Ghosts of Scary DC Blog 13 Healy Hall Haunts of Georgetown University
© 2018 by Dr. Philip Ernest Schoenberg, Ghost with a Blog #ghosts

Healy Hall of Georgetown University at 37th St NW & O St NW has experienced its share of haunting. Healy Hall is the historic flagship building at the main campus of Georgetown University. The building was built during the presidency of Patrick Francis Healy after whom it is named. The construction of the building, from 1877 to 1879, dramatically increased the amount of classroom and living space – at the time it was also used as a dormitory – of what was then a small liberal arts college.

Tales of tormented spirits wandering the mysterious fifth floor of Georgetown University’s Healy Hall have been a part of campus lore for as far back as anyone can remember. The high Victorian design of the building, which was constructed in the late 1870’s during the presidency of Patrick Healy, lends itself to speculation about secret sealed-off floors and ghostly inhabitants. Officially, the fifth floor of Healy Hall does not, and never did, exist. The legends and many past and present students, however, say differently, pointing to the fifth floor as the source of frequent supernatural moaning and wailing.
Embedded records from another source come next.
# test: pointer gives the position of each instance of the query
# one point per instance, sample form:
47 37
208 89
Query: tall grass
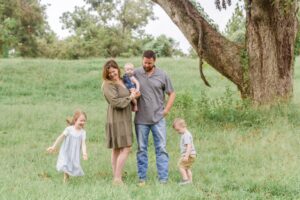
243 153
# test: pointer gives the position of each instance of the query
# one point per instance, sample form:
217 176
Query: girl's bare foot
117 182
66 177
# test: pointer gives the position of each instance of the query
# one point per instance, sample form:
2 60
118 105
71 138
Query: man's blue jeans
162 158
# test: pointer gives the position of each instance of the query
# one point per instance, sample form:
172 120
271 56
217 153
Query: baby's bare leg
134 105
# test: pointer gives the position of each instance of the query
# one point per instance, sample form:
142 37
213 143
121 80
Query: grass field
242 153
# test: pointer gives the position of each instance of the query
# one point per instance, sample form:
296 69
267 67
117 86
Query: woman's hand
51 149
84 156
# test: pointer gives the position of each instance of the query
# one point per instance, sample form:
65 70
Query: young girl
131 83
187 150
73 140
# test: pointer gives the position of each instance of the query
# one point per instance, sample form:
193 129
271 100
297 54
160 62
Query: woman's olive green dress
118 121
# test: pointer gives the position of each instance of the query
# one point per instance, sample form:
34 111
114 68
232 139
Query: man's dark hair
149 54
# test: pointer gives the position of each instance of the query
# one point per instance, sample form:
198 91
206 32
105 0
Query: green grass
242 153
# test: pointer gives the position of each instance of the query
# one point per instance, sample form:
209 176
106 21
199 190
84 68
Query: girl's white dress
69 154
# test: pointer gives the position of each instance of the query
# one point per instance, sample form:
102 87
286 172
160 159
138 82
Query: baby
131 83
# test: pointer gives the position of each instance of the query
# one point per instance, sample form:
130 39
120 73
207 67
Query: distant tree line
101 28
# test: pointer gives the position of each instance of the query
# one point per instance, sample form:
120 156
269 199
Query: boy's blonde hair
77 114
180 122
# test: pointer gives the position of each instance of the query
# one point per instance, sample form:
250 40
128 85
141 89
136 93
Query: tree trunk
271 34
263 70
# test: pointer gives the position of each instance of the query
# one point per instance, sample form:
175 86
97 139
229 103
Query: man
154 84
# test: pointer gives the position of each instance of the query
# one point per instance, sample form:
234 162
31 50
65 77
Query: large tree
22 23
262 69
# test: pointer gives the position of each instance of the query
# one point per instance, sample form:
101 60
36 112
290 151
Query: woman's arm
136 82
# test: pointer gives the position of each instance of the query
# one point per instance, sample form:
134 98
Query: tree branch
222 54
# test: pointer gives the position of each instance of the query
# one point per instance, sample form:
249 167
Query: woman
118 122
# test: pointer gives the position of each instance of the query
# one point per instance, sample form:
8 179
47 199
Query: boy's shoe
142 183
163 182
184 182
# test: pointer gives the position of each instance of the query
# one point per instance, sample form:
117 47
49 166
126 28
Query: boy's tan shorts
186 164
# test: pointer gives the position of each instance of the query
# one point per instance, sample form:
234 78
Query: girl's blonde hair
180 122
77 114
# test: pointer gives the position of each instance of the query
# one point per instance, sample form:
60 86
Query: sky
163 25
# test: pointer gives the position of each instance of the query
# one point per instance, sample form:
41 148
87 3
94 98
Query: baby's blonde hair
180 122
77 114
128 65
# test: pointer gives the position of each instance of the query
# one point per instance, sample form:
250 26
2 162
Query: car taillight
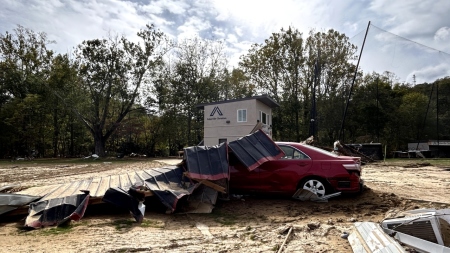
352 166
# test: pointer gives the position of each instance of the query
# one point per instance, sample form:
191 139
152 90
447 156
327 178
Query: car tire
315 185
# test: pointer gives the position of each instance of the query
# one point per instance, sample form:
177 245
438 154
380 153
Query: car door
283 175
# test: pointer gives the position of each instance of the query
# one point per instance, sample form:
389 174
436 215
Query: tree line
115 96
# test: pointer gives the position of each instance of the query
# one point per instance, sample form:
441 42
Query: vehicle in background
302 167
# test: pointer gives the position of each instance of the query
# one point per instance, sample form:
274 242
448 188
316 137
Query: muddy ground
247 224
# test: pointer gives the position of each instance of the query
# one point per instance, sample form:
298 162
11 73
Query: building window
264 118
242 115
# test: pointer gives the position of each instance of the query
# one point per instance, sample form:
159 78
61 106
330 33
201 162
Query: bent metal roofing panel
205 162
255 149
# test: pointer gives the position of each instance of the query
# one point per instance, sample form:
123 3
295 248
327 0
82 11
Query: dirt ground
246 224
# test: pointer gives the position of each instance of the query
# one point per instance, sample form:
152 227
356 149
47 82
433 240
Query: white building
229 120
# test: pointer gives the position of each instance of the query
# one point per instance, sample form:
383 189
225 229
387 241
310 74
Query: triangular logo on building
216 109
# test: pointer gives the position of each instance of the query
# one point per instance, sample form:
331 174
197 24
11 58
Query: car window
292 153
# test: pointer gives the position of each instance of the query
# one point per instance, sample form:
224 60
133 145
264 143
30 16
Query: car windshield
322 151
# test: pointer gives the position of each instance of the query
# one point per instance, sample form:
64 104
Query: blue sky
241 23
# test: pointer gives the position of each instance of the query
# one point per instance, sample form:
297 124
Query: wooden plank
39 191
135 178
114 181
57 192
143 175
93 187
103 186
125 181
85 184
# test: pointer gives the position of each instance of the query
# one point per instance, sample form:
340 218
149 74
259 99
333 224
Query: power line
434 49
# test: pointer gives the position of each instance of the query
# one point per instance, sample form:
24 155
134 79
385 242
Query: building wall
221 120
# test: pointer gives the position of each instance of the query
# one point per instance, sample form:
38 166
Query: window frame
262 119
243 120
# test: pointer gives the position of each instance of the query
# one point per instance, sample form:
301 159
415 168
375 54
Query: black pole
312 131
420 131
351 87
437 111
378 130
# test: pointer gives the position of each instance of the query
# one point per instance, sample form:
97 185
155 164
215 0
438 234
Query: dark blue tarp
169 184
204 162
57 211
11 201
255 149
123 198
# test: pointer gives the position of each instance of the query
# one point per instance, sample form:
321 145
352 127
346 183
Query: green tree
25 64
113 74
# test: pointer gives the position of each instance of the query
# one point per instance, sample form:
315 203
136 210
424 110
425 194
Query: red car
304 166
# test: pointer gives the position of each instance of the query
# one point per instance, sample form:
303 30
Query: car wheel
315 185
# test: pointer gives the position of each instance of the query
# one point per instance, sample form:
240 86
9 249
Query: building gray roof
265 99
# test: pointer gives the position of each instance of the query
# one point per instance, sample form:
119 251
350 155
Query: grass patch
123 224
147 223
62 229
440 162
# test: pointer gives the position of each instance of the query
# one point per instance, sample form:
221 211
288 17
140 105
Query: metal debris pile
203 173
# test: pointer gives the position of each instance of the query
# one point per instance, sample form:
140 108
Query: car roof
308 149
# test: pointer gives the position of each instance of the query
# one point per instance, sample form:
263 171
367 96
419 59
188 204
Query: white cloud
242 23
442 33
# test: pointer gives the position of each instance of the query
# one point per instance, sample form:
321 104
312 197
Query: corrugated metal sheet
368 237
210 163
255 149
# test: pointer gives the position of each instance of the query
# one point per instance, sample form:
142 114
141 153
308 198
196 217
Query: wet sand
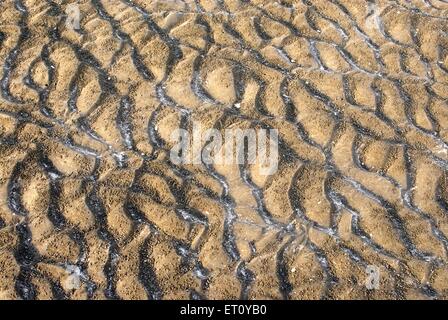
92 207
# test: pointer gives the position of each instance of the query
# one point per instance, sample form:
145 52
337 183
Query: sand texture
92 207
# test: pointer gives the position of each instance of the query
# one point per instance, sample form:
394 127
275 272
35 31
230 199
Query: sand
92 207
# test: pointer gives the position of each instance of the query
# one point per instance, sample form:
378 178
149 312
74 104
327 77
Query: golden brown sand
92 207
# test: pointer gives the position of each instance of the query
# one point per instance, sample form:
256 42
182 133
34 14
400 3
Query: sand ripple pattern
92 208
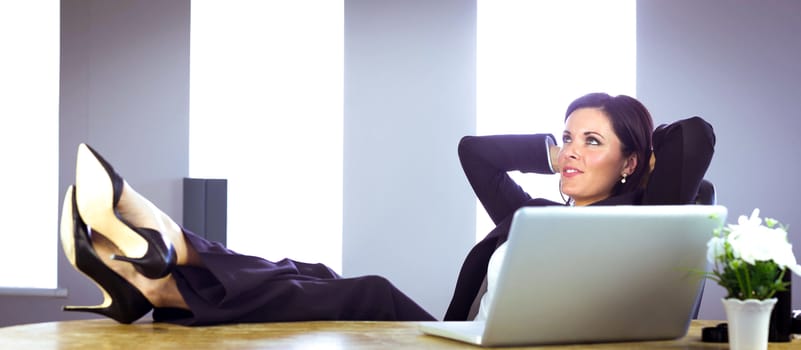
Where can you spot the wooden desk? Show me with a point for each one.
(107, 334)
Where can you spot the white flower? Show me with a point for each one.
(715, 249)
(751, 241)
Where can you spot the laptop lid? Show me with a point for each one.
(596, 274)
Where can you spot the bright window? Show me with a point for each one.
(535, 57)
(29, 83)
(266, 113)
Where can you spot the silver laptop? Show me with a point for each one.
(594, 275)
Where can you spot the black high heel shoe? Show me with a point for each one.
(98, 192)
(121, 300)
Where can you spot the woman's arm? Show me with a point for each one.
(682, 153)
(486, 160)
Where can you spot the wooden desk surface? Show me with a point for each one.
(107, 334)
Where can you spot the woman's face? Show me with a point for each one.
(591, 159)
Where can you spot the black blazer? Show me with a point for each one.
(683, 152)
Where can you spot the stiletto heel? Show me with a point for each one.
(121, 300)
(98, 192)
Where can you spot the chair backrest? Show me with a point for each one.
(706, 193)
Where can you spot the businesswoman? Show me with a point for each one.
(142, 260)
(609, 156)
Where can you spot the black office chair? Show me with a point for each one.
(706, 196)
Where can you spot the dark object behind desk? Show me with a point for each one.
(206, 208)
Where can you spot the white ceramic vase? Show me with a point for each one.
(748, 322)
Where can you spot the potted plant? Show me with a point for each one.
(749, 260)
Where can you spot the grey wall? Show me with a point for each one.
(409, 96)
(409, 90)
(736, 63)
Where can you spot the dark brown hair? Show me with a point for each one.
(632, 124)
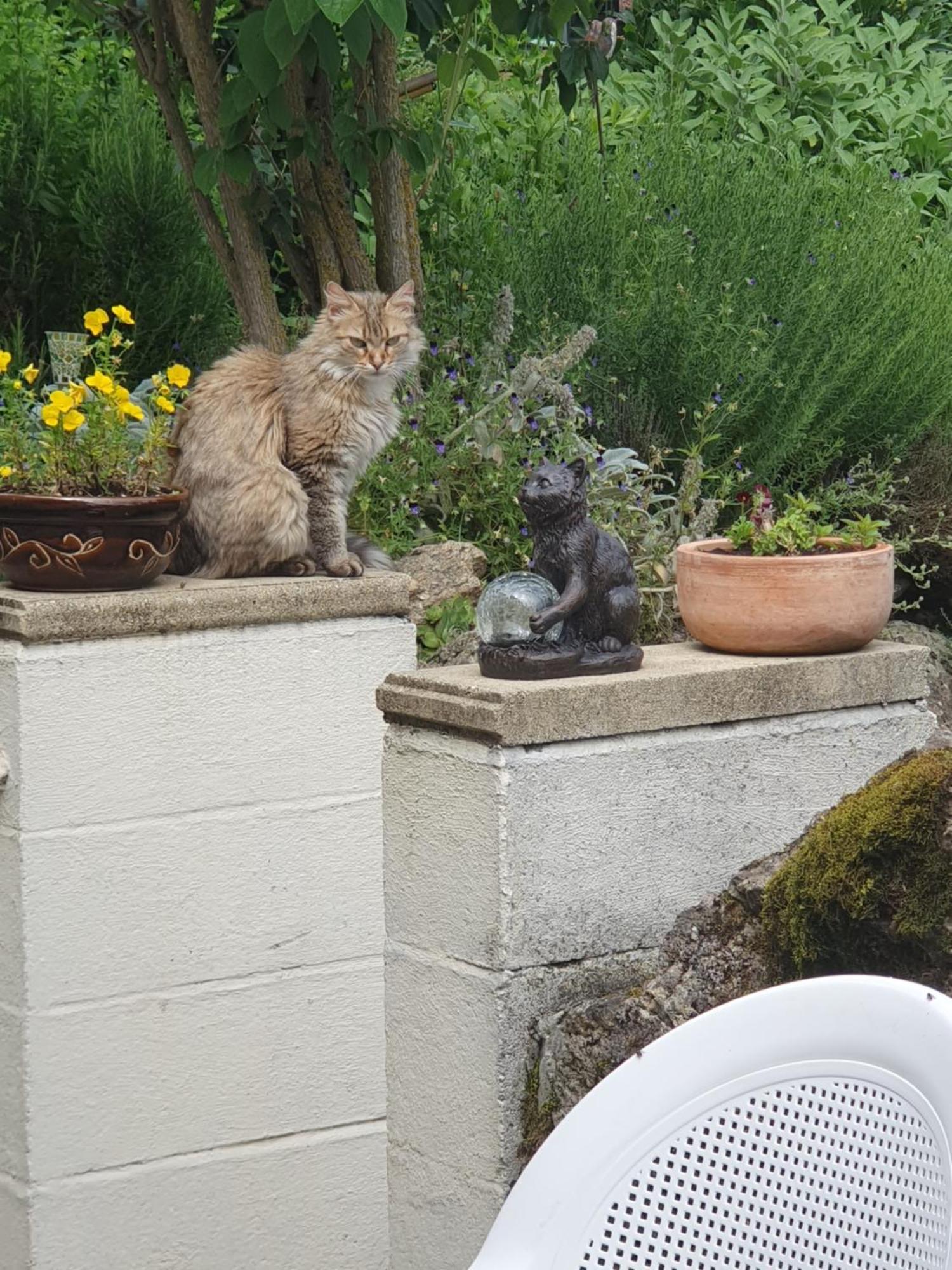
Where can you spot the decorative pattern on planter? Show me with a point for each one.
(43, 556)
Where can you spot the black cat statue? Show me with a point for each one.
(598, 598)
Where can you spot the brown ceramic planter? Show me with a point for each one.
(784, 605)
(87, 544)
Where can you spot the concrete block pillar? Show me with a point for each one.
(540, 840)
(192, 925)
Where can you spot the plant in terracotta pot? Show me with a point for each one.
(84, 496)
(786, 584)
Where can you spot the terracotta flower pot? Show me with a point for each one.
(784, 605)
(87, 544)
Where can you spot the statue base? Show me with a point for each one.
(540, 660)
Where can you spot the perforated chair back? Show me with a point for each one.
(802, 1128)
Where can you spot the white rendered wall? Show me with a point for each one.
(191, 949)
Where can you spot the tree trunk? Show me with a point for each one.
(319, 242)
(256, 300)
(336, 200)
(392, 192)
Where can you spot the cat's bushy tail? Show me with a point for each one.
(371, 556)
Two of the most popular Healy Hall legends reach back to the earliest days when Georgetown was a liberal arts college. According to one tale, a young Jesuit student accidentally opened the Gates of the Underworld when reading forbidden chants in a book about exorcism. A second tale involves another Jesuit, who was crushed to death by the hands of the clock while working in the clock tower. Other Georgetown ghost stories tell of trapped spirits lost for eternity in the University’s underground tunnel system.